A Standard Edition license – designed for delivering multiple applications or sites on a single server – will cost, on average, US $1,299. Up the other end of the scale, an Enterprise Edition license – for multiple servers or plugging into existing J2EE installations – can be purchased for US $7,499. The Enterprise Edition has some extra features not found in the Standard Edition that are mostly of interest, as the name suggests, to developers working in an enterprise-level environment, as well as an expanded range of supported platforms and databases.

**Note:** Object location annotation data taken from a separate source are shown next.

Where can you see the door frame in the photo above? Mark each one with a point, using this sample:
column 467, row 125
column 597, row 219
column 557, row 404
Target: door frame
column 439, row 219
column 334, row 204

An important item to note is that a completely free developer’s edition of ColdFusion has always been available. This version mimics the Enterprise Edition in functionality, but limits access to localhost and two external IP addresses. This makes it ideal for local use for individual developers and small teams.

For smaller projects, shared hosting is available, starting from under US $10 per month according to the listing of ColdFusion hosts on Ben Forta’s site. As with all hosting, you get what you pay for, and in most cases hosts at the more expensive end of the scale will be more reliable, secure and feature-laden.

So, development is free, but that aside, deployment costs are not insignificant. Yet ColdFusion is more popular than ever. There is something – actually, several ‘somethings’ – about the language that keeps developers coming back.

1. Speed of development
ColdFusion really puts the “rapid” in Rapid Application Development. Ask any CF developer and most likely they will tell you that they can write code to interact with databases, LDAP directories, email servers etc in far fewer lines of code than other languages. Fewer lines of code means faster development and deployment, and in an industry where hourly consulting rates are the norm, that translates into lower costs, offsetting the cost of the server itself.

2. Ease of learning
ColdFusion is also very easy to learn. It’s primarily tag-based – a source of derision for many hard-core web scripters – but this means that it’s easy to understand and fast to learn for developers who may have started out with HTML. That also translates into lower application development costs, particularly for organizations who may look in-house first when extra development assistance is needed. It’s worth noting that CFSCRIPT blocks allow almost all coding to be done with ECMA-like scripting instead of tags, so developers more used to PHP, ASP classic, ActionScript or JavaScript can also get familiar fast.

3. The Java factor
Since version 6, ColdFusion has been based on Java. In fact, ColdFusion was marketed for a while as the fastest way to build and deploy a J2EE application. Organizations that have existing systems or who need to interface with existing Java applications find this attractive, mostly again for the development speed.

So there you have it. I’m not going to argue that ColdFusion is the best solution for every job – in fact, when it comes to small sites, in my own business I often choose PHP for it’s ubiquity and the low cost of hosting. But whenever significant amounts of custom programming or integration with other systems is required, the speed and ease of development makes ColdFusion my number one choice.